Rogers and club-mate Chrissy McKaigue will be at Croke Park tonight after being named on the AIB Club Players’ team of the season – a second such honour for Rogers after his 2018 selection, the same year McKaigue was picked for the football equivalent.
Seeing his name alongside the likes of TJ Reid and Brendan Maher is reward for the hard work put in throughout the year, and Rogers hopes Slaughtneil’s performances have set a new bar for everybody at the club.
“It’s nice – it makes it feel that your training was worth it,” he said of his team of the season selection.
“There was a lot of hard yards put in on and off the pitch to get to that level, and it gives you a feeling that it was worthwhile in some way or another.
“It’s nice to get recognised at that level and to be pitched along with some of the greatest hurlers of all time probably. Not many get that so you have to be appreciative.
“We know we have so much potential to improve and us setting that bar gives us a new level we can aspire to individually and as a collective - it gives you that wee bit of excitement knowing we can get to that level.
“Everybody knows they have things to improve on, and they’re willing to improve. Chatting to guys after, even last week, they’re so excited to get training again.
“Sometimes when you lose like that it gives you that wee bit more to go again.
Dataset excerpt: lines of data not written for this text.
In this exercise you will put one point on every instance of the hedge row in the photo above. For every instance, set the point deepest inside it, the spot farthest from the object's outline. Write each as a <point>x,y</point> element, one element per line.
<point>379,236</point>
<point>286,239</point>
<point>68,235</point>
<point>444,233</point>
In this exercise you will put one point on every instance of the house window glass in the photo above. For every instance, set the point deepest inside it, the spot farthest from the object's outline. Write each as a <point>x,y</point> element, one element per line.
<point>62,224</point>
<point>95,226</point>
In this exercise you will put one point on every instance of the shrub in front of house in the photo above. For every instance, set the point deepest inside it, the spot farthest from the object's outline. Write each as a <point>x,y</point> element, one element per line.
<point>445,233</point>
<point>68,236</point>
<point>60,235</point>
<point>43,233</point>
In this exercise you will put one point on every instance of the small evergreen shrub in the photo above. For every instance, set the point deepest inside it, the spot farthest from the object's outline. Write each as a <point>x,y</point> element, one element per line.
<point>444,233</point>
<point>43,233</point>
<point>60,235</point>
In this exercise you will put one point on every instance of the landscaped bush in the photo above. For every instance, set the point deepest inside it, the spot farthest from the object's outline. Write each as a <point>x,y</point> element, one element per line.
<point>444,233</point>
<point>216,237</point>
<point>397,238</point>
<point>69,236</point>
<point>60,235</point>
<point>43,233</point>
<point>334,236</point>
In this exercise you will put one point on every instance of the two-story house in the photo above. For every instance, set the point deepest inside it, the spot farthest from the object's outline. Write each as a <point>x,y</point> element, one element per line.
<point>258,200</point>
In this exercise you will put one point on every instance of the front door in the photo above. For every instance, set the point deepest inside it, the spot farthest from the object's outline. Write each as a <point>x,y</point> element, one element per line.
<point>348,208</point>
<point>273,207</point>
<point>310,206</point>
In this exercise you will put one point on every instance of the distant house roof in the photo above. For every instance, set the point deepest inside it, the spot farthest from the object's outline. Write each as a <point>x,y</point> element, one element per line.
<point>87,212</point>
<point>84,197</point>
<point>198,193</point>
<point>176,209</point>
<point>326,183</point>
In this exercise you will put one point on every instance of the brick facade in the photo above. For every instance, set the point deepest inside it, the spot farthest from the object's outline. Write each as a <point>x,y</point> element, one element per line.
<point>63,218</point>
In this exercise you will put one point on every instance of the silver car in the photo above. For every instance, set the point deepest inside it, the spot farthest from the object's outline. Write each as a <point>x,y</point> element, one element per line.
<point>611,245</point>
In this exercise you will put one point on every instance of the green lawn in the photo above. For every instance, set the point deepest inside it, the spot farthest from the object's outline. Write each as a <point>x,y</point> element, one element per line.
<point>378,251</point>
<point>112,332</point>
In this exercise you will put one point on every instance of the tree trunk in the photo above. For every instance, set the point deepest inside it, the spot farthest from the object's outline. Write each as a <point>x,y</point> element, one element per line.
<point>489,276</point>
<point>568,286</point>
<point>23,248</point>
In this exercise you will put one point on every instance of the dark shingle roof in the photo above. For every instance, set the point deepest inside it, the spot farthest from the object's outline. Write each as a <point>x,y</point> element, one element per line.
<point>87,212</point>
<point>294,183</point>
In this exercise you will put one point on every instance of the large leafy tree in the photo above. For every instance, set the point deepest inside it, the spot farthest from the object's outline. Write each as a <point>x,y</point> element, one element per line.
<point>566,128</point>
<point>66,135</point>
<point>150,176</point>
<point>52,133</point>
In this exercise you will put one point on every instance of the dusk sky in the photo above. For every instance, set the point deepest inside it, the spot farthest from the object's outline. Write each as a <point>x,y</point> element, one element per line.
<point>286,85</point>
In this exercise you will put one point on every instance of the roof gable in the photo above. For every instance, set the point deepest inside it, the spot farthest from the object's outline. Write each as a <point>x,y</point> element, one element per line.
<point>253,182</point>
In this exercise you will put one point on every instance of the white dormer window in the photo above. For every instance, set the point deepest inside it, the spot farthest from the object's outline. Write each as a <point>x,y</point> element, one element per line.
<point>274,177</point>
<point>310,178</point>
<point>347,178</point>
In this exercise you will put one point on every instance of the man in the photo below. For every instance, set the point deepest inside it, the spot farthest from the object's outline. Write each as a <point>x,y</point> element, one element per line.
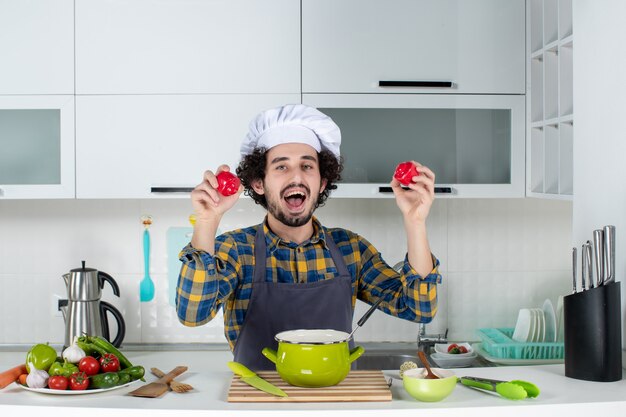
<point>309,276</point>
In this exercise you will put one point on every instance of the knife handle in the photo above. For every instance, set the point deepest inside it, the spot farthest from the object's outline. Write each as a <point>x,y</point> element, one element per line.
<point>172,374</point>
<point>609,252</point>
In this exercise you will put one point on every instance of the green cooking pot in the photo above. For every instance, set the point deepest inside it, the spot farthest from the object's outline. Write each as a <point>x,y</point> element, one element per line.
<point>313,358</point>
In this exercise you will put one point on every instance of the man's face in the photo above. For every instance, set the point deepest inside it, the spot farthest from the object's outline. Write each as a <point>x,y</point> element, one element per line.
<point>292,183</point>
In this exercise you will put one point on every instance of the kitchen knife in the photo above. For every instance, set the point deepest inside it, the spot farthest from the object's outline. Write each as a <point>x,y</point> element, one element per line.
<point>609,253</point>
<point>598,252</point>
<point>252,379</point>
<point>574,270</point>
<point>589,261</point>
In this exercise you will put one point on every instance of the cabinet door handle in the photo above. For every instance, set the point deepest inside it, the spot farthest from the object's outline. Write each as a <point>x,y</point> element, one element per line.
<point>171,189</point>
<point>394,83</point>
<point>438,190</point>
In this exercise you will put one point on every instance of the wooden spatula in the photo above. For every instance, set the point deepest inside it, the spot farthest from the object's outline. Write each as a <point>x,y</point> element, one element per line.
<point>158,387</point>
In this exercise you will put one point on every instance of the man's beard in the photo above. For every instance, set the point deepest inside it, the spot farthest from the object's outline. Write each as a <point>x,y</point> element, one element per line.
<point>273,207</point>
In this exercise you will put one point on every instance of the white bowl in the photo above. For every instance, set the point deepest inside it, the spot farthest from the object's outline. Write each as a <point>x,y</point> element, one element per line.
<point>453,361</point>
<point>442,348</point>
You need to lose one to win one… I think we’ve lost enough of them now.”
Defeat to Ballyhale was their third at the All-Ireland semi stage, although Slaughtneil have been faced with tough opposition on each occasion after being paired with Dublin’s Cuala and Limerick champions Na Piarsaigh before meeting the Kilkenny kingpins.
That they were able to focus solely on hurling following the footballers’ exit from the Derry championship was undoubtedly a huge benefit as the year wore on.
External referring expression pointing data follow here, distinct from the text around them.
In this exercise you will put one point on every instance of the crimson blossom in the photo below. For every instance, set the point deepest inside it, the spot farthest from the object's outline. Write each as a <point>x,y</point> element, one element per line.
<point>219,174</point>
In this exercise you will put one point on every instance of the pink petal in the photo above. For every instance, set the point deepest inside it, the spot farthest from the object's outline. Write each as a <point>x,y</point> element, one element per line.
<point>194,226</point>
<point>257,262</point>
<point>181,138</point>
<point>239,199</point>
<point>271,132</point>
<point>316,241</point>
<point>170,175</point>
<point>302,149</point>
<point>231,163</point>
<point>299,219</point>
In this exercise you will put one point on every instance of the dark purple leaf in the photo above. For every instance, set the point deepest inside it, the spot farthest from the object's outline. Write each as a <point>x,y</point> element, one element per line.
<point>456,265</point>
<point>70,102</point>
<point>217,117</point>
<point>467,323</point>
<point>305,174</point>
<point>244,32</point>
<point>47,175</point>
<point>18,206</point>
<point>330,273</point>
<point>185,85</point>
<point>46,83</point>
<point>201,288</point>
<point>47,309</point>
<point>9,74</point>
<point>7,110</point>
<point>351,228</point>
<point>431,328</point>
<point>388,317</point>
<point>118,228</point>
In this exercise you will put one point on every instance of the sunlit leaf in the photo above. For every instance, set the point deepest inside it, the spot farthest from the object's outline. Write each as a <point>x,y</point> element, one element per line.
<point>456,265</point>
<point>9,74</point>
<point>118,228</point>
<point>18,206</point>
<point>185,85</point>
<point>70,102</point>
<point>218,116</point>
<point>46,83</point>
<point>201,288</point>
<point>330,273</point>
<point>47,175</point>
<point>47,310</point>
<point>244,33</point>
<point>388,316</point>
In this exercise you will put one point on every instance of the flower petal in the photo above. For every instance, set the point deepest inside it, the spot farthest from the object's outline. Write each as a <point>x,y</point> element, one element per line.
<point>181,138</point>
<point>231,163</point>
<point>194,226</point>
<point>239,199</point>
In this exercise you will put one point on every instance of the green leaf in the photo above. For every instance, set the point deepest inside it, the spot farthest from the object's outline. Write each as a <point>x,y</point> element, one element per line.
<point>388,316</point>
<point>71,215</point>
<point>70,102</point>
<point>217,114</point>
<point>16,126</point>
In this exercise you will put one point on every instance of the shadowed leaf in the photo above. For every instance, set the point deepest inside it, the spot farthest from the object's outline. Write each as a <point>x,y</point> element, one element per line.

Matching those standards is the challenge that lies ahead and Rogers hopes that, just as they did after years of disappointments and near misses in Ulster, the breakthrough at All-Ireland level can come one day.
“It’s that element of when you’re knocking on the door, you might get through at some stage. You’re never guaranteed to get back there, that’s the hard part, but all being well we can keep knocking on the door and hopefully get our chance.”
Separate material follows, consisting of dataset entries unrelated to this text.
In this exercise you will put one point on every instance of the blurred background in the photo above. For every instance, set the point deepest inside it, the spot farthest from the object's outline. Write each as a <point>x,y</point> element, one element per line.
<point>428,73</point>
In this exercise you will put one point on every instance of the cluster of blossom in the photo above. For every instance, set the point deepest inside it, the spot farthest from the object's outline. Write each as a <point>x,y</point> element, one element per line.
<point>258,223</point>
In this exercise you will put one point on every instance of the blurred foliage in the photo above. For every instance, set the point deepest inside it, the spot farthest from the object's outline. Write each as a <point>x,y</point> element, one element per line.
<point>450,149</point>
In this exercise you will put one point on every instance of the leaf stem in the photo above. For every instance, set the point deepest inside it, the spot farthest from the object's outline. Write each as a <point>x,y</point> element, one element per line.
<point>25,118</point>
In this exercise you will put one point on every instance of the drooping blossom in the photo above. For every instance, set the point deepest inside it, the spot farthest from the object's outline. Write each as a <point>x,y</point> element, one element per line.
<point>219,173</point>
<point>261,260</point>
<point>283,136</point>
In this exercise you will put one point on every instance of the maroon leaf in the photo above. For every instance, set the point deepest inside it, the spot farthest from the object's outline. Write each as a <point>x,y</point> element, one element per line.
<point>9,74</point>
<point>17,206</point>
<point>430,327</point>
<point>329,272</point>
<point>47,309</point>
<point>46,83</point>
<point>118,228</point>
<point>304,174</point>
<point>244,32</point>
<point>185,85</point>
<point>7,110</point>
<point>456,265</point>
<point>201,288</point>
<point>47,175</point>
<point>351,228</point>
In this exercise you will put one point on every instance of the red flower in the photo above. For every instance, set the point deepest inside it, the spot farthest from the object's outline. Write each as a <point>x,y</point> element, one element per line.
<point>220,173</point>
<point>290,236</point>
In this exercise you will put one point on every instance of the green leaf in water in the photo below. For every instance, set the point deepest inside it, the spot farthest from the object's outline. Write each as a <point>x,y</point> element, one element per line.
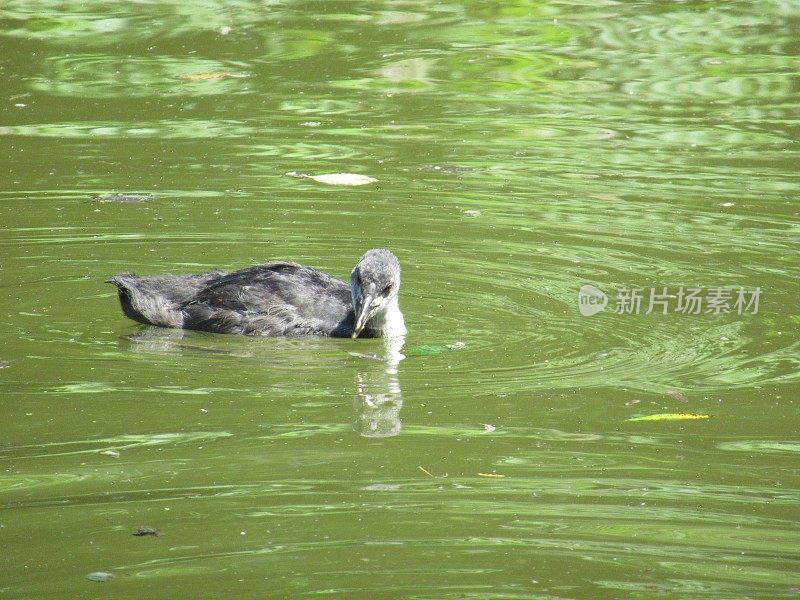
<point>670,417</point>
<point>429,349</point>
Manager Michael McShane is back for another crack too, and Rogers believes the Ballycastle man can help Slaughtneil continue their upward trajectory.
“We’re absolutely delighted to keep Mickey on,” he said.
“His professionalism, his thinking about how to improve us has been second to none, the backroom team he’s brought together over the years has been first class - different training methods, different styles, different environments around training, that helped give us that edge.
“Having that understanding of getting the right people around you is a skill people don’t always appreciate. To keep maintaining that year on year is a great testament to Mickey and how he’s gone about things.
“We’re hoping this year there’s another trick up his sleeve that we can use.”